Fennel Polenta

Fennel Polenta

Savory cornmeal cake infused with roasted fennel puree and finished with a pan-seared golden crust.

5h 55mIntermediate7 servings

Equipment

Roasting pan
Food processor
Large saucepan
Wooden spoon
Whisk
9x13 inch baking pan
Parchment paper
Nonstick skillet

Ingredients

7 servings

Fennel Component

  • 2 fennel, trimmed bulbs, stems removed
  • 120 ml water
  • 30 ml milk

Polenta Base

  • 390 ml milk
  • 360 ml poultry stock
  • 5 g salt
  • 2 g black pepper, freshly ground
  • 2 g nutmeg, freshly grated
  • 210 g cornmeal

Finishing

  • 60 g unsalted butter
  • 15 g butter
  • 15 ml vegetable oil

Nutrition (per serving)

286
Calories
6g
Protein
34g
Carbs
14g
Fat
4g
Fiber
7g
Sugar
418mg
Sodium

Method

01

Preheat the oven to 200°C (400°F).

02

Place the fennel bulbs and 120ml water in a roasting pan and roast on the lowest rack for 60 minutes until very tender.

1hLook for: Fennel is translucent and slightly brownedFeel: Bulbs offer no resistance to a knife
03

Cool the fennel slightly, chop coarsely, and process in a food processor with 30ml of milk until the mixture is smooth.

04

In a large saucepan, combine 390ml milk, stock, salt, pepper, and nutmeg and bring to a simmer over medium heat.

05

Slowly pour in the cornmeal while whisking constantly to prevent lumps from forming.

06

Switch to a wooden spoon and cook for 15 minutes, stirring frequently, until the polenta is thick enough to support the spoon upright.

15mFeel: Spoon stands vertically in the center of the pot
07

Fold in the fennel puree, reserved chopped fennel greens, and 60g of butter until fully incorporated.

08

Pour the mixture into a 9x13 inch pan lined with parchment paper, smooth the top, cover with plastic wrap, and refrigerate for 4 hours.

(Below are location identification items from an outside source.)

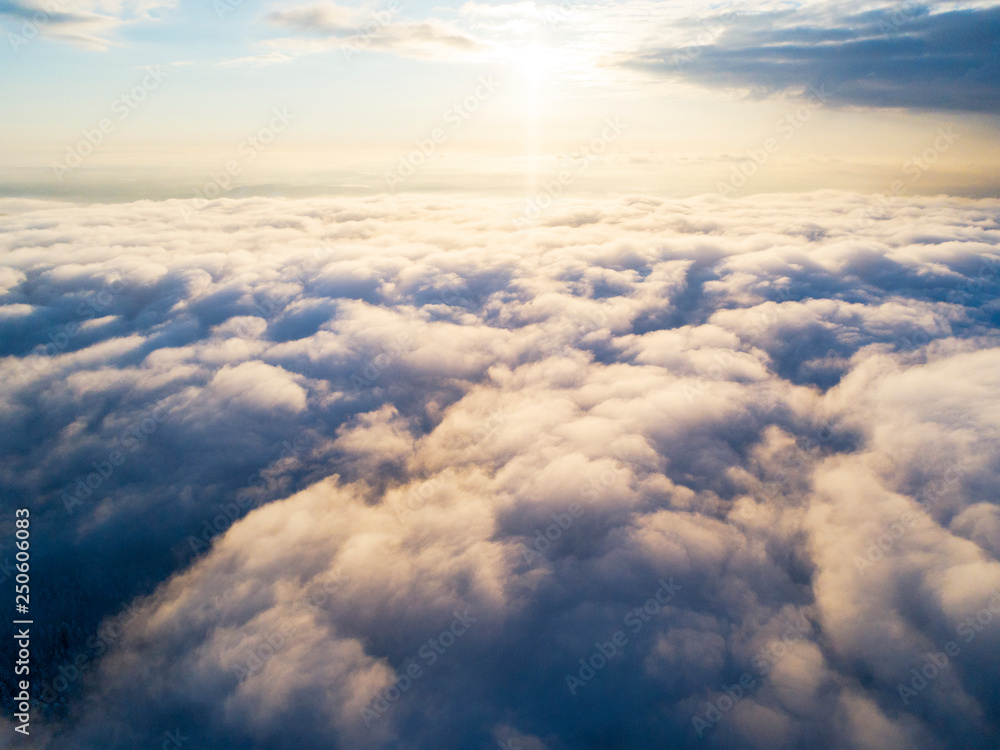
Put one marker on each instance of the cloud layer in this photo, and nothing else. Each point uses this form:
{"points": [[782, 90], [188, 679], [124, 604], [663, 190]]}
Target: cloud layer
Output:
{"points": [[391, 473], [898, 56]]}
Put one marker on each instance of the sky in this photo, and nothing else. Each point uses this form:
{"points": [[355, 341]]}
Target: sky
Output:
{"points": [[853, 93], [500, 376]]}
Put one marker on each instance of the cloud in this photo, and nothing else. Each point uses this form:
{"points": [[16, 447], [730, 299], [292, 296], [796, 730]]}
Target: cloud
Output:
{"points": [[386, 471], [90, 25], [908, 56], [327, 26]]}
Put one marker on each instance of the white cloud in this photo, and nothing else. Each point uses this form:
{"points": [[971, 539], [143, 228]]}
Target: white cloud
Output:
{"points": [[791, 418]]}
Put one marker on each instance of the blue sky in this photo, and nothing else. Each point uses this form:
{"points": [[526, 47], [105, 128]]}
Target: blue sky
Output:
{"points": [[699, 85]]}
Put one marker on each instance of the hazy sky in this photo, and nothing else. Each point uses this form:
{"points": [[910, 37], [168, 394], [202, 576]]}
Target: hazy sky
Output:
{"points": [[500, 94]]}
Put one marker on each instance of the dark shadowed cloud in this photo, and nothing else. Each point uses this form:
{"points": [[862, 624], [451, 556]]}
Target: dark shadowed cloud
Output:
{"points": [[907, 56]]}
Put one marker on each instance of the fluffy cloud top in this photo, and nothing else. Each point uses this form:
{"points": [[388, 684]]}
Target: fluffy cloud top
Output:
{"points": [[379, 473]]}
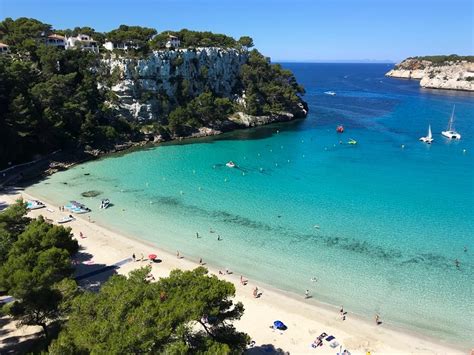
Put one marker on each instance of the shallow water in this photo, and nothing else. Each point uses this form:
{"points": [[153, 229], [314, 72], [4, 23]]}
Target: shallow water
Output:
{"points": [[378, 225]]}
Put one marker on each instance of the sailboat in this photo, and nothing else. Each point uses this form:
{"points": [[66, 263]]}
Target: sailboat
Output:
{"points": [[450, 132], [429, 138]]}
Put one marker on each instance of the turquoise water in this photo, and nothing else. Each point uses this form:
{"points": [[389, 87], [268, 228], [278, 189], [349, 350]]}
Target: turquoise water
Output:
{"points": [[391, 220]]}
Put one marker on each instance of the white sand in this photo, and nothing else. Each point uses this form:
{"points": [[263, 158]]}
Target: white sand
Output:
{"points": [[305, 319]]}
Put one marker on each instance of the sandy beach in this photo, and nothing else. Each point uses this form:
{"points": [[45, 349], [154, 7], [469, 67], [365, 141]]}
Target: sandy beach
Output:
{"points": [[306, 319]]}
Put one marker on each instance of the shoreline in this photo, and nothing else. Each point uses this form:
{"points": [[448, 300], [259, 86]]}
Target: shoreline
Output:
{"points": [[306, 319]]}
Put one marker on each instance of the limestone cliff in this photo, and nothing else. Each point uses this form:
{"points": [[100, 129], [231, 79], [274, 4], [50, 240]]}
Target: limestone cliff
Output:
{"points": [[450, 75]]}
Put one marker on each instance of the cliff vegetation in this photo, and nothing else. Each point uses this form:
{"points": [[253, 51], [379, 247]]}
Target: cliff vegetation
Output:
{"points": [[52, 98]]}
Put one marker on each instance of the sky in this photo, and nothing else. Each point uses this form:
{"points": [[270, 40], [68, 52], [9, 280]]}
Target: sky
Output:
{"points": [[285, 30]]}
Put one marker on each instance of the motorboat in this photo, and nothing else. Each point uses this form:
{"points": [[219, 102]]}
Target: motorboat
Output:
{"points": [[77, 207], [450, 133], [66, 219], [34, 205], [104, 203], [429, 138]]}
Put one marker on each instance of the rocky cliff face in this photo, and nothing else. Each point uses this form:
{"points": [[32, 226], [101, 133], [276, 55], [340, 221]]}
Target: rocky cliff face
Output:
{"points": [[448, 75], [144, 86]]}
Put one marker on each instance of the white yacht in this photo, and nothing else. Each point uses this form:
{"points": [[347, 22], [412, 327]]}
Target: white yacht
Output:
{"points": [[429, 138], [450, 132]]}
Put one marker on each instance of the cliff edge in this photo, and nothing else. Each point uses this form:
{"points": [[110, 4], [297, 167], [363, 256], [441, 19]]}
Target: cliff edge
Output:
{"points": [[438, 72]]}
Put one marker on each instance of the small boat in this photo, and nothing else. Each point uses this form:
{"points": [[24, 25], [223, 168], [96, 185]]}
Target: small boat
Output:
{"points": [[66, 219], [104, 203], [34, 205], [77, 207], [429, 138], [450, 132]]}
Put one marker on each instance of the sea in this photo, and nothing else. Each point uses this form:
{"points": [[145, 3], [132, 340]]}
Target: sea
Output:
{"points": [[375, 226]]}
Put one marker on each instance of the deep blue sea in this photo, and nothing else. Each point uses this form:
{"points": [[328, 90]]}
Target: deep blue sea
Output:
{"points": [[379, 224]]}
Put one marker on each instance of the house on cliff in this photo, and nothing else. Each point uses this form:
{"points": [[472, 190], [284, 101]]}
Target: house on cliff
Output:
{"points": [[124, 46], [4, 48], [55, 40], [173, 42], [83, 42]]}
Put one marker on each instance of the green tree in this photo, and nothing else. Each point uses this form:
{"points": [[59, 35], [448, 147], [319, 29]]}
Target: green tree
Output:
{"points": [[13, 222], [131, 315], [38, 263]]}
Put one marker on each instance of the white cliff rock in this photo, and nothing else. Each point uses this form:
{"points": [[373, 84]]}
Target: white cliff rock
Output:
{"points": [[144, 85], [457, 75]]}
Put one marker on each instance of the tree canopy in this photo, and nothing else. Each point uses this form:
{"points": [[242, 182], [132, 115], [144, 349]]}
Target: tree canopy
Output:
{"points": [[36, 272], [188, 311]]}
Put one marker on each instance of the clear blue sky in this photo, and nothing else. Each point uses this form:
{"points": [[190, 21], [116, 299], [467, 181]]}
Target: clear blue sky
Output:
{"points": [[293, 30]]}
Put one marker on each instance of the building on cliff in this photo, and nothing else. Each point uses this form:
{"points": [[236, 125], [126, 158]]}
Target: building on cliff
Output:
{"points": [[83, 42], [124, 46], [173, 42], [4, 48], [55, 40]]}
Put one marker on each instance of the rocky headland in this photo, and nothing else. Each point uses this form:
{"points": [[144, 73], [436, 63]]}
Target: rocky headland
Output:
{"points": [[438, 72]]}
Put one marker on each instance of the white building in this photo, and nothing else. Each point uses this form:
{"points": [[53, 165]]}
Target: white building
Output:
{"points": [[55, 40], [83, 42], [110, 46], [173, 42], [4, 48]]}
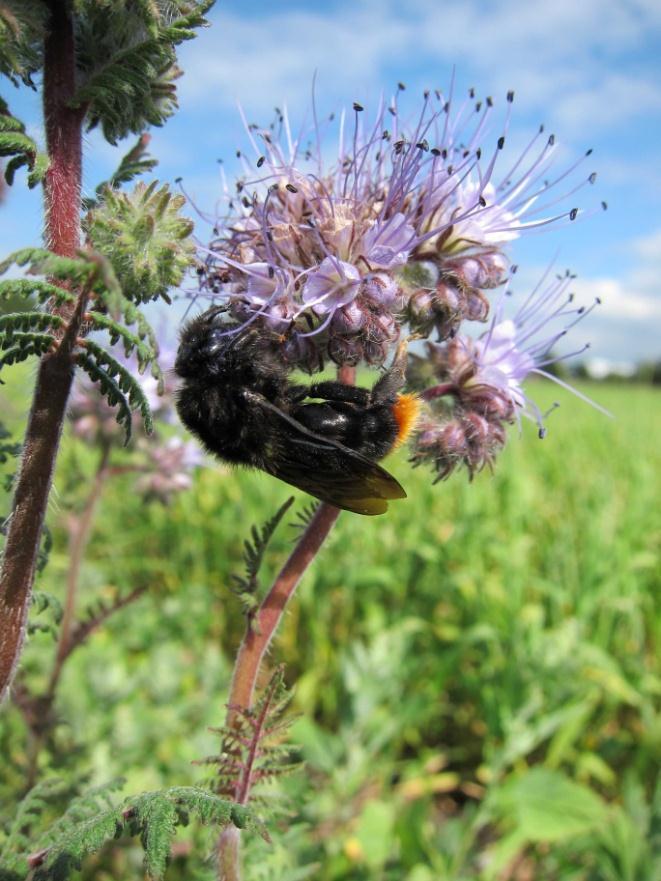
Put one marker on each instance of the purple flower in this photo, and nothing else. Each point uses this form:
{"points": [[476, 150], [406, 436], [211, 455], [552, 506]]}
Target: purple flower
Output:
{"points": [[168, 468], [479, 382], [334, 284], [304, 240]]}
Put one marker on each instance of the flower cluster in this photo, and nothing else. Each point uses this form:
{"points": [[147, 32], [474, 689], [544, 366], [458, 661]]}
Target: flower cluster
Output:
{"points": [[406, 229], [162, 466], [476, 384]]}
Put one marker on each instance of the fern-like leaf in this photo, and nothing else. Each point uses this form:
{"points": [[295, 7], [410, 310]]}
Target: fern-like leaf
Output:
{"points": [[153, 816], [133, 164], [247, 586], [43, 291], [110, 390], [20, 146], [126, 382], [144, 352], [305, 515], [26, 321], [44, 262], [253, 748], [130, 84], [23, 345]]}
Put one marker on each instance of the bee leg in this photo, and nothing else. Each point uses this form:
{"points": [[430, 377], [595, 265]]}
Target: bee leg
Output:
{"points": [[337, 391]]}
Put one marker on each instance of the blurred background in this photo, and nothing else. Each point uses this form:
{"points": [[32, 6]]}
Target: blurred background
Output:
{"points": [[476, 673]]}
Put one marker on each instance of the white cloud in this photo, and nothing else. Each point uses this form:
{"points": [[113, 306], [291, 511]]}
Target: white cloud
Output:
{"points": [[552, 54]]}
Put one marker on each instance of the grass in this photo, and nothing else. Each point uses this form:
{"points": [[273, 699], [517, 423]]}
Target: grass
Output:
{"points": [[459, 662]]}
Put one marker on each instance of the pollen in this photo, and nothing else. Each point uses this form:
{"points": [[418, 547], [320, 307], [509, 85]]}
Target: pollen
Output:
{"points": [[406, 410]]}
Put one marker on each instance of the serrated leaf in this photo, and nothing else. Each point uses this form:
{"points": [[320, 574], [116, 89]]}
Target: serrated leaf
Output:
{"points": [[17, 321], [42, 290], [111, 390], [126, 382], [132, 342], [38, 171], [545, 805]]}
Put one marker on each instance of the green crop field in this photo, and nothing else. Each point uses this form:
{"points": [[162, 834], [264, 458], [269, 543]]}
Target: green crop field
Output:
{"points": [[476, 678]]}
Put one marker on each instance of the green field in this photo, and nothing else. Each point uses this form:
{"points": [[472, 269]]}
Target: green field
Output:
{"points": [[476, 673]]}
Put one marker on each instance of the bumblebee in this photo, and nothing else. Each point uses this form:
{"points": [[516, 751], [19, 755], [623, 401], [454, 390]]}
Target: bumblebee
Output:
{"points": [[323, 438]]}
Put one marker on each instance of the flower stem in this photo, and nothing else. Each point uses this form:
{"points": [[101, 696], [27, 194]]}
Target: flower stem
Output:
{"points": [[257, 640], [79, 537], [55, 375]]}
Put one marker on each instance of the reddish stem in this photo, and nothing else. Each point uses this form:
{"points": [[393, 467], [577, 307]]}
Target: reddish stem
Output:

4hFeel: Surface is firm and does not yield to light pressure
09

Cut the chilled polenta into 7cm (3-inch) squares and sauté in a nonstick skillet with butter over medium-high heat until the exterior is browned and crisp.

Look for: Golden brown crust on both sides

Chef's Notes

  • For an even deeper fennel flavor, consider roasting the fennel with a drizzle of olive oil and a pinch of salt and pepper before pureeing.
  • Ensure you whisk the cornmeal in gradually to the simmering liquid to prevent lumps. A fine-mesh sieve can be used to catch any rogue lumps if they form.
  • When pan-searing the polenta, don't overcrowd the pan. This ensures a crispy, golden crust rather than a steamed or soggy one.
  • The reserved fennel greens can be finely chopped and added to the polenta mixture, or used as a garnish after being sautéed separately.

Storage

Refrigerator: 4 daysStore in an airtight container with parchment between layers.

Freezer: 1 monthWrap individual squares tightly.

Reheating: Sauté in butter over medium heat until warmed through and crispy.